2- Je dirais même qu’il est désormais de notre devoir de le faire. Le Vice-Président parle de “sécuriser” notre alimentation, et il a raison.


On en parle peu, mais notre pays importe 21% de son alimentation, dont 50% de fruits et légumes, et jusqu’à 70% de la farine de son emblématique baguette. Cette incohérence se transforme vite en risque public quand 98% des denrées consommées par les grandes aires urbaines ne sont pas produites sur leur territoire !


Atténuer la dépendance de la Loire-Atlantique au pétrole et aux importations passe par la reconquête de notre subsistance alimentaire.
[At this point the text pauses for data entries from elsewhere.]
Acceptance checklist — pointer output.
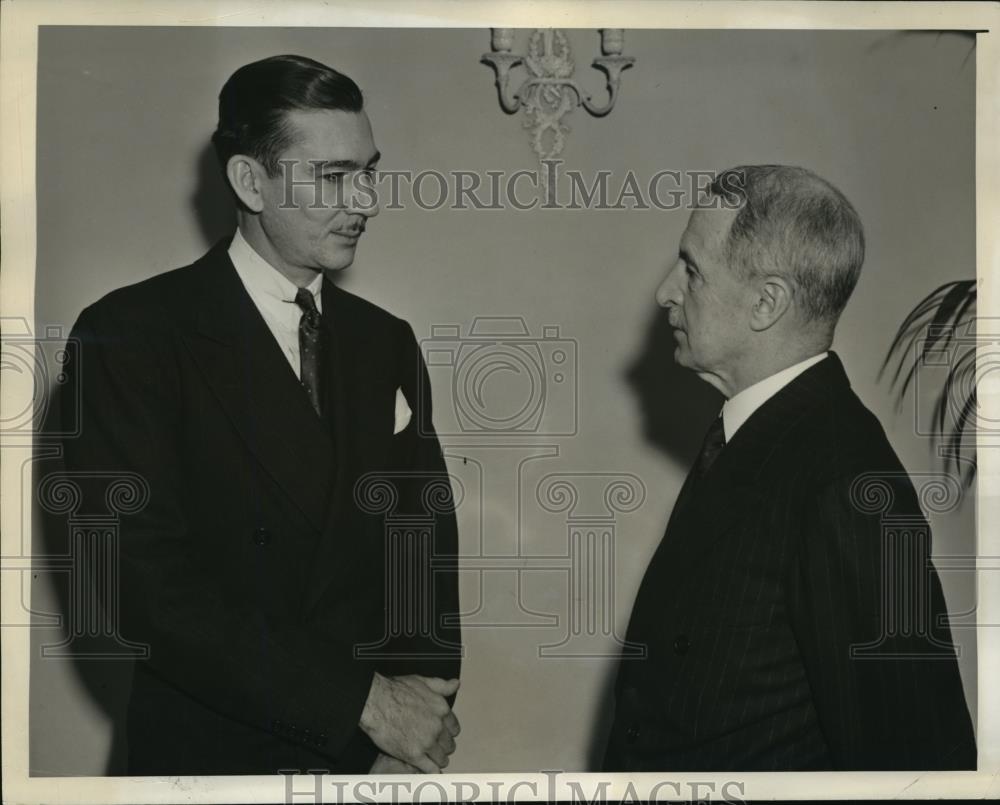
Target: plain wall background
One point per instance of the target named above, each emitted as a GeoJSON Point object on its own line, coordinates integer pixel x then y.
{"type": "Point", "coordinates": [128, 189]}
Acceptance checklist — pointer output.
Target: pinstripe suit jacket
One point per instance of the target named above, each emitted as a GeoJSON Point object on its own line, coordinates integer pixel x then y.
{"type": "Point", "coordinates": [774, 633]}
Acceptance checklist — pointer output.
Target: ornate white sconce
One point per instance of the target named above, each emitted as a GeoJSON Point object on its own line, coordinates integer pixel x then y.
{"type": "Point", "coordinates": [549, 92]}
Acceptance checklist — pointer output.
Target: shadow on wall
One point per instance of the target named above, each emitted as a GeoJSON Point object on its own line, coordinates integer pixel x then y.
{"type": "Point", "coordinates": [212, 201]}
{"type": "Point", "coordinates": [677, 408]}
{"type": "Point", "coordinates": [100, 668]}
{"type": "Point", "coordinates": [107, 681]}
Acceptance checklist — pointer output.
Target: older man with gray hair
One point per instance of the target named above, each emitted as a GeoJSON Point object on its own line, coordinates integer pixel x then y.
{"type": "Point", "coordinates": [784, 628]}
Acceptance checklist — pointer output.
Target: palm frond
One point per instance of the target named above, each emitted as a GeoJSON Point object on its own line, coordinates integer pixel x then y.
{"type": "Point", "coordinates": [941, 323]}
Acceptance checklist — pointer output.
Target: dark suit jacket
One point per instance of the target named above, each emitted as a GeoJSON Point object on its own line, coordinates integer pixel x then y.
{"type": "Point", "coordinates": [804, 539]}
{"type": "Point", "coordinates": [253, 572]}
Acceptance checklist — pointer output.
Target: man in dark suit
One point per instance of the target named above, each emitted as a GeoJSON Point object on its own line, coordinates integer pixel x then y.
{"type": "Point", "coordinates": [270, 415]}
{"type": "Point", "coordinates": [791, 617]}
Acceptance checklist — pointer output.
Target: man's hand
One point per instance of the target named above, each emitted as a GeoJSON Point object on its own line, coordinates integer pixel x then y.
{"type": "Point", "coordinates": [407, 717]}
{"type": "Point", "coordinates": [387, 764]}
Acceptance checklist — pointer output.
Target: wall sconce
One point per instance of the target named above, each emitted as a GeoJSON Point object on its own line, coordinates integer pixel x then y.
{"type": "Point", "coordinates": [549, 92]}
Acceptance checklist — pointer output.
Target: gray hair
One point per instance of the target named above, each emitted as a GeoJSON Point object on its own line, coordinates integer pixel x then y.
{"type": "Point", "coordinates": [801, 225]}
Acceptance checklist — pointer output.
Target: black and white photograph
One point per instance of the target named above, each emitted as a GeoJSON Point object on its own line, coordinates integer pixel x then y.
{"type": "Point", "coordinates": [398, 407]}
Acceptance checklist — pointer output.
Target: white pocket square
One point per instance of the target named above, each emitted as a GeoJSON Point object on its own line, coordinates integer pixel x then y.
{"type": "Point", "coordinates": [403, 413]}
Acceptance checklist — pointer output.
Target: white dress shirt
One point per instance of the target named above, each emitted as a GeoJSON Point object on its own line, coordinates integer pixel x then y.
{"type": "Point", "coordinates": [738, 408]}
{"type": "Point", "coordinates": [274, 295]}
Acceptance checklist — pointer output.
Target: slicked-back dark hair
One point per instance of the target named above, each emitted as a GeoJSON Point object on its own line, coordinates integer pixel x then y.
{"type": "Point", "coordinates": [254, 102]}
{"type": "Point", "coordinates": [801, 226]}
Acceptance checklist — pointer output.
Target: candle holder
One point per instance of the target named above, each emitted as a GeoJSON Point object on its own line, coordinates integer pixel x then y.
{"type": "Point", "coordinates": [550, 92]}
Par ce projet stratégique, nous faisons le choix de re-territorialiser une alimentation saine et durable sur un territoire qui compte déjà de nombreux atouts.


Pour faire court, en répondant directement aux besoins locaux, on réduit radicalement le besoin de transport. En dessinant une agriculture saine et durable, on réduit les besoins en intrants. Les deux fournissent des emplois non délocalisables et des modèles de gestion plus économes.

Une illustration pour finir, qui témoigne ici encore de la nécessité d’animer nos politiques en transversalité et d'engager chaque territoire. A l'échelle du département, se sont 63 millions de repas qui sont servis chaque année en restauration collective. 63 millions d’occasions, en somme, de faire vivre nos agriculteurs dignement, et de faire de l’accès à une alimentation biologique et locale un droit effectif.